Re: btrfs rescue chunk-recover segfaults

2017-01-26 Thread Simon Waid



Am 24.01.2017 um 11:05 schrieb Duncan:

Simon Waid posted on Mon, 23 Jan 2017 09:42:28 +0100 as excerpted:



I have a btrfs raid5 array that has become unmountable.

[As a list regular and btrfs user myself, not a dev, but I try to help
with replies where I can in ordered to allow the devs and real experts to
put their time to better use where I can't help.]

As stated on the btrfs wiki and in the mkfs.btrfs manpage, btrfs raid56
hasn't stabilized and is now known to have critical defects as originally
implemented, that make it unfit for the purposes most people normally use
parity-raid for.  It's not recommended except for testing with purely
sacrificial data that might potentially be eaten by the test.

Thus, anyone on btrfs raid56 mode should only been testing with
effectively throw-away data, either because it's backed up and can be
easily retrieved from that backup, or because it really /is/ throw-away
data, making the damage from losing that testing filesystem minimal.

As such, if you're done with testing, the fastest and most efficient way
back to production is to forget about the broken filesystem, and blow it
away with a mkfs to a new filesystem, either some other btrfs mode or
something other than the still maturing btrfs entirely, your choice.
Then you can restore from backups if the data was worth having them.

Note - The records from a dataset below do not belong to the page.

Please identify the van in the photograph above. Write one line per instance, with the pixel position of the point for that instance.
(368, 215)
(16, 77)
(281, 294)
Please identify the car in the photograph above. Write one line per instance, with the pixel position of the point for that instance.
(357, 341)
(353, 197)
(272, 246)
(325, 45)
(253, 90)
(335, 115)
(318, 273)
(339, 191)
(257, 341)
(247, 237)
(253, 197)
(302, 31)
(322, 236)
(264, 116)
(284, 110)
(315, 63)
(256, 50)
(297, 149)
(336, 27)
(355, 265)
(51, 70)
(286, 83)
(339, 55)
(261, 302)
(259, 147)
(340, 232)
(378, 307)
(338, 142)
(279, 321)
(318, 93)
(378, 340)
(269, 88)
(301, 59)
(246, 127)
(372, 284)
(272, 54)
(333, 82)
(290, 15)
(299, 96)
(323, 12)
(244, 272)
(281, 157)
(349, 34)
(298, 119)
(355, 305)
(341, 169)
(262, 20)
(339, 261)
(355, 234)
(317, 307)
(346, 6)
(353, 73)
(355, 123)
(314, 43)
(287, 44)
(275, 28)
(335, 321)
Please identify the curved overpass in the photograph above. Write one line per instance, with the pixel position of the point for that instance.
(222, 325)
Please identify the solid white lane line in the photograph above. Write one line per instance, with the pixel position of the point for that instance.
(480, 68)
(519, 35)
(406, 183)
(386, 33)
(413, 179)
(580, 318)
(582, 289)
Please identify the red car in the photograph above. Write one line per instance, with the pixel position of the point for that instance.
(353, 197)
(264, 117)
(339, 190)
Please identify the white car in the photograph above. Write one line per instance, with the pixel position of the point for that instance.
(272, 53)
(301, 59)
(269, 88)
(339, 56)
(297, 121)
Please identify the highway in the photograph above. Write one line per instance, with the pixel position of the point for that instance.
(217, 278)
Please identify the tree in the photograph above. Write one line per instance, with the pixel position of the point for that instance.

Tho of course blowing it away does mean it can't be used as a lab
specimen to perhaps help find and fix some of the problems that do affect
raid56 mode at this time.

Qu Wenruo in particular, and others, have been gradually working thru at
least some of the raid56 mode bugs, tho it's still possible the current
code is beyond hope and may need entirely rewritten to properly
stabilize.  If you don't have to get the space the filesystem was taking
directly back in service and can build and work with the newest code
possibly including patches they ask you to apply, you may be able to use
your deployment as a lab specimen to help them test their newest recovery
code and possibly help fix additional bugs in the process.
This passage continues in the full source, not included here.